The speaker’s list was extended to facilitate the extensive debate principally surrounding the motion’s wording and the Sri Lankan conflict itself.

The University of Windsor Students’ Alliance (UWSA) recommended the CFS wait until the United Nations officially declared the Sri Lankan violence to be genocide, while the Brandon University Students’ Union attempted to remove “Sri Lankan Armed Forces” from the motion.

Ultimately, the motion passed without any amendments.

A second contentious motion was presented by the Student Federation of the University of Ottawa (SFUO, Local 41 of the CFS).

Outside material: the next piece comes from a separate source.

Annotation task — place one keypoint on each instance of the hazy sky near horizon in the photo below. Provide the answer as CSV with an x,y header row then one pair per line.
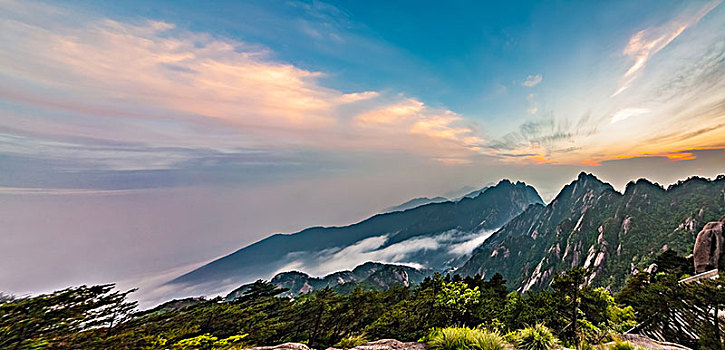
x,y
140,138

This motion aimed to amend the federation’s bylaws to enforce equal spending limits on groups campaigning in federation or defederation referendums.

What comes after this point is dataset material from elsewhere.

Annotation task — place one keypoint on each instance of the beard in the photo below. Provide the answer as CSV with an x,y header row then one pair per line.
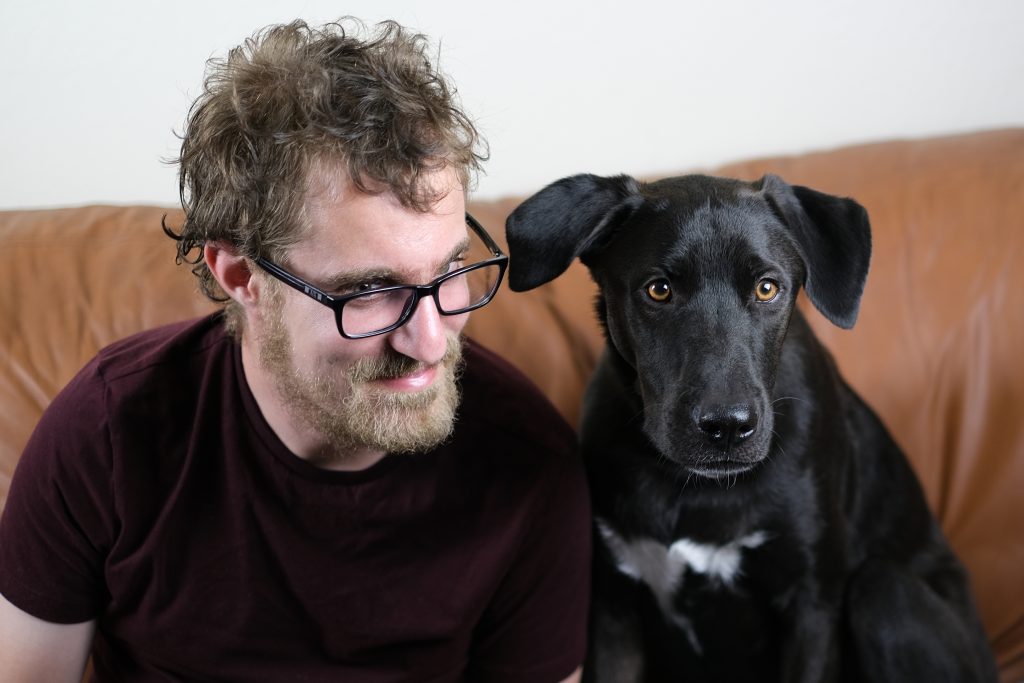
x,y
348,410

The SFUO, who held a successful referendum to join the CFS in November 2008, abstained from voting on their own motion due to disagreement within their own delegation.

“Although this motion is brought to plenary by our local, our delegation is divided on this motion just as our campus was and remains divided on CFS membership,” said SFUO VP Student Affairs Michele Lamarche, speaking first on the motion.

“Our locals and the students we represent are all members of the CFS, but we cannot forget that a fair amount of our students do not want to be members or simply do not care,” continued Lamarche, who co-chaired the ‘No’ committee on the U of O campus during the referendum to join CFS last November.

“This motion will hold our federation to a higher standard of fairness, and make us a stronger, more democratic student movement.”

The motion, whose defeat was recommended by the CFS subcommittee, was met with great opposition from several other member locals.

“As far as we’re concerned, in any referendum situation the ‘No’ side has an inherited advantage because they can break the rules as much as they want without any type of consequence,” said Saravanamuttu, who voted against the motion with the rest of the YFS delegation.

“The ‘No’ side . . . can use any undemocratic process it wants to overturn an election, yet the ‘Yes’ side is bound by the democratic principles of any type of referendum,” he continued.

“It’s the responsibility of the Canadian Federation of Students to ensure that existing and potential members have access to as much information as possible in order to make an educated [decision], and that’s part of the reason [why] we voted against that motion.”

While one member local-the Concordia Graduate Students’ Association, who left the CFS for a period of time in the 1990s-voted in favour of the motion, it was ultimately defeated.

Apart from the SFUO, three other member locals abstained from the vote, including the Trent Central Student Association, the University of Windsor Students’ Alliance (UWSA), and the Kwantlen Student Association, who recently held an unsuccessful defederation referendum in April 2008.